You can explore with clients:

      • What their drive to eat is at various times.

      • What their drive to eat is like at various levels of hunger.

      • Normalizing overeating when they’ve reached primal hunger, the most desperate level of hunger.

      • Working towards eating during a more pleasant hunger level (like when it feels like they’re looking forward to a meal).

    Keep in mind a lot of chronic dieters will look for their hunger as permission to eat.
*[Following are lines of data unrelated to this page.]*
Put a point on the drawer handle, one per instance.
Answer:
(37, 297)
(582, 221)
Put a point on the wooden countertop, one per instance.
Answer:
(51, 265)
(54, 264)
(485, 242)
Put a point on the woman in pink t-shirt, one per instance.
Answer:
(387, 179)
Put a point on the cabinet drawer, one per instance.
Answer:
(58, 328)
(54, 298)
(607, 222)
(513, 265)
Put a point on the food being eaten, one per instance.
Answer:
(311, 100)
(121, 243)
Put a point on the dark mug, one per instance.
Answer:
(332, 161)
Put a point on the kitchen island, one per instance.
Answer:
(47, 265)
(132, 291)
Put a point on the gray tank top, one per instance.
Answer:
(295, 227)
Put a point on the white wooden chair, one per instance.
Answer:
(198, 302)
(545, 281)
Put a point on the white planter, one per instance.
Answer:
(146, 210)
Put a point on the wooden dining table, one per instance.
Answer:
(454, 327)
They may actually find primal hunger appealing in that sense, but ultimately we want to help them to recognize that how they feel is what’s really important. 

     

     

    Key Takeaways: Hunger Scale Intuitive Eating Counseling

        • Using a hunger scale for intuitive eating can be a powerful tool in helping clients develop a healthier relationship with food. 

        • By tuning in to their body’s signals, clients can learn to eat in response to their needs, rather than external cues. 

        • As a health professional, you can use a hunger scale to assess your client’s current state, encourage mindful eating, and teach them to recognize the early signs of hunger and fullness. 

        • With consistent practice, your clients can develop a healthy relationship with food and achieve their health and wellness goals.

       

      References

      1. Tribole, E., & Resch, E. (2012). “Intuitive eating: A revolutionary program that works.” New York, NY: St. Martin’s Press.
      2. Wansink, Brian et al. “Internal and external cues of meal cessation: the French paradox redux?.” Obesity (Silver Spring, Md.) vol. 15,12 (2007): 2920-4. doi:10.1038/oby.2007.348
      3. French SA, Epstein LH, Jeffery RW, Blundell JE, Wardle J. Eating behavior dimensions. Associations with energy intake and body weight. A review. Appetite. 2012 Oct;59(2):541-9. doi: 10.1016/j.appet.2012.07.001. Epub 2012 Jul 11. PMID: 22796186; PMCID: PMC3454469.